The three types of tissue reaction may be found in the same lesion. Viable grains are nearly always present in biopsy material. It is not known if spontaneous regression of all the grain ever occurs in mycetoma.

The unique feature of M. mycetomatis is the formation of a capsule around the lesion. The lesion grows by expansile growth in the tissue plains. In the bones there is usually no capsule formation, the organism usually forming cavities that are filled with the grains. This gives the bone support and may explain the rarity of pathological fractures in mycetoma.

Ultra-structurally, the hyphal elements are spherical to elongated and are embedded in grain matrix. The hyphae are septate; the cytoplasm may be densely ribosomal or disorganized. Some hyphae appear empty, being devoid of cytoplasm. Cytoplasmic organelles such as nuclei and mitochondria are not usually seen. Intra–hyphal re-growth is sometimes seen. The hyphal wall is often markedly thickened. This feature may be involved in the transformation of the fungus to the pathogenic state.

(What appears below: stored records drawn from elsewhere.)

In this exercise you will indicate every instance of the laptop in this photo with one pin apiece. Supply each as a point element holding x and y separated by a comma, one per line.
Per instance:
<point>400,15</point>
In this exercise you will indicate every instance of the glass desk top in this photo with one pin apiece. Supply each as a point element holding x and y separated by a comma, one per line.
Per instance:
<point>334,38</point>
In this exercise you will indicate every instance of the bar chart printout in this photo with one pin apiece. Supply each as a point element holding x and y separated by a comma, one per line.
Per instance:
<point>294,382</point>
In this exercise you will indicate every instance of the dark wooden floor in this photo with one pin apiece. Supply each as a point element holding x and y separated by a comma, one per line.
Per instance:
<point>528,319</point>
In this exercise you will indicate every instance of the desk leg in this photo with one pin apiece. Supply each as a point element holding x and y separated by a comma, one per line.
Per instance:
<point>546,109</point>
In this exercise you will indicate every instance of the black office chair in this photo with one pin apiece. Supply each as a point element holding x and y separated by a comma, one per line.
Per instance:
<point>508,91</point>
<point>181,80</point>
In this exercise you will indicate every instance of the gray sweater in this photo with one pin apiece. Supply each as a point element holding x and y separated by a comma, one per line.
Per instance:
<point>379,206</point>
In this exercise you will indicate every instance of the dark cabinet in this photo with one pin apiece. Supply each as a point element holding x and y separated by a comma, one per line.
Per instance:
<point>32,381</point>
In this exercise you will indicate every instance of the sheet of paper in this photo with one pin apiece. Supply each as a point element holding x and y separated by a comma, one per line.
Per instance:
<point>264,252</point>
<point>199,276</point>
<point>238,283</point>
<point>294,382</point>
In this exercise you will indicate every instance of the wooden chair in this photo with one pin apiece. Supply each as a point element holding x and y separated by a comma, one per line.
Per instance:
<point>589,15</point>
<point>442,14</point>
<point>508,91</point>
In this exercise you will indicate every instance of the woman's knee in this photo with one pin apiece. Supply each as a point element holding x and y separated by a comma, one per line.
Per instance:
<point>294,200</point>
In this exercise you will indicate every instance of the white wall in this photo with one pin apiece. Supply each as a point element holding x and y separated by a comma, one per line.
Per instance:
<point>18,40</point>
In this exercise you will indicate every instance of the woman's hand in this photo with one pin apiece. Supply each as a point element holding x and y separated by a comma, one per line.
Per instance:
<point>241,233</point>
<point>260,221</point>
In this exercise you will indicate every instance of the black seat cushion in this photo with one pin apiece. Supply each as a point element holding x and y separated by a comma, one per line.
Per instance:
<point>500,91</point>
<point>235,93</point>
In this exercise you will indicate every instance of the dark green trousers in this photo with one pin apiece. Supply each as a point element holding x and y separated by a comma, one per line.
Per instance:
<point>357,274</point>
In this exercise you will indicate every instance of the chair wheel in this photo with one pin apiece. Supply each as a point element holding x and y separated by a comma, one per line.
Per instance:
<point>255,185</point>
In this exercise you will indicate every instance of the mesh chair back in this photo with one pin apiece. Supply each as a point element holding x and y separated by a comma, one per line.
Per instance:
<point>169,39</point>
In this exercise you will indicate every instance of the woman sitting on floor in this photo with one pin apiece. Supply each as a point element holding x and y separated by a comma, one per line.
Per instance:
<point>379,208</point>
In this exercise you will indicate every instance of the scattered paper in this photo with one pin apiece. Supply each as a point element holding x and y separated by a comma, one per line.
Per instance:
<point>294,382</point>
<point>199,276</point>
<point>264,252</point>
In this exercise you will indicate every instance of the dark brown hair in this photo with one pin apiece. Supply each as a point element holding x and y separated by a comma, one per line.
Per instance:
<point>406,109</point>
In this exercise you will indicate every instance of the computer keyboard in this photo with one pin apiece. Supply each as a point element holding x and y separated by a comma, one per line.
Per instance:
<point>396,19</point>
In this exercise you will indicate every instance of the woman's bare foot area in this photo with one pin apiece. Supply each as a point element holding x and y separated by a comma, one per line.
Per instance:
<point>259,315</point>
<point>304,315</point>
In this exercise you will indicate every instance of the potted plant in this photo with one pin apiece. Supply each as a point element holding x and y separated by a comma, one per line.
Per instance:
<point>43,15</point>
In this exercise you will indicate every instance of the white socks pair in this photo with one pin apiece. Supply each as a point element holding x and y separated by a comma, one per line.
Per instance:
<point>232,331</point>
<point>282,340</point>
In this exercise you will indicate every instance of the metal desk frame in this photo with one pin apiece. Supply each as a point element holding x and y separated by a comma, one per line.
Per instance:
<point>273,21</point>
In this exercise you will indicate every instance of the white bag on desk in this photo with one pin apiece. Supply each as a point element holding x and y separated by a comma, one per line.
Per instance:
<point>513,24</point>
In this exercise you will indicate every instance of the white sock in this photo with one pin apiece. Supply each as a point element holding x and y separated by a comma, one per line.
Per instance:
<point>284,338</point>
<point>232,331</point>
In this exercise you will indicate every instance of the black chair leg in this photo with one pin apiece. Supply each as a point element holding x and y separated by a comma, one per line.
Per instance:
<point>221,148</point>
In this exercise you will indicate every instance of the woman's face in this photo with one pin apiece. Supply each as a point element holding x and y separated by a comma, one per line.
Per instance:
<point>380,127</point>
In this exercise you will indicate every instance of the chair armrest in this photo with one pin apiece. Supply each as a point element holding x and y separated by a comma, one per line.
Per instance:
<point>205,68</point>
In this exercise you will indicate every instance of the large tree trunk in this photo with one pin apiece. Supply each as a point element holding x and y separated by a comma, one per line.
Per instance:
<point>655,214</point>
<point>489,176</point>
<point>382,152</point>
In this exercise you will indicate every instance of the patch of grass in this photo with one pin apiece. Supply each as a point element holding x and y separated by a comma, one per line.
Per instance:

The pigmented substance surrounding the hyphae consists of amorphous electron-dense material and vesicles. The nature of the pigment is not known with certainty. Histologically it resembles melanin and it may be a fungus product. Sclerosis and melanization of the host tissue is, in some manner, responsible for the formation of the cement substance.

Ultrastructural studies of the host reaction show neutrophils adherent to the grain. The cytoplasm of the neutrophil is stretched over the grain and the neutrophils granules are concentrated in the part of the cytoplasm adjacent to the grain. This is an immune adherence, which is mediated by immunoglobulins and is an example of antibody dependent cell mediated cytotoxicity. Immunoglobulin and complement can be demonstrated in the grain.

Bones are frequently involved in advanced mycetoma of the soft tissue. Occasionally primary bone mycetoma in the absence of soft tissue involvement is seen. M. mycetomatis produces lytic lesions which are large in size, few in number and have well defined margins; this is well seen radiologically.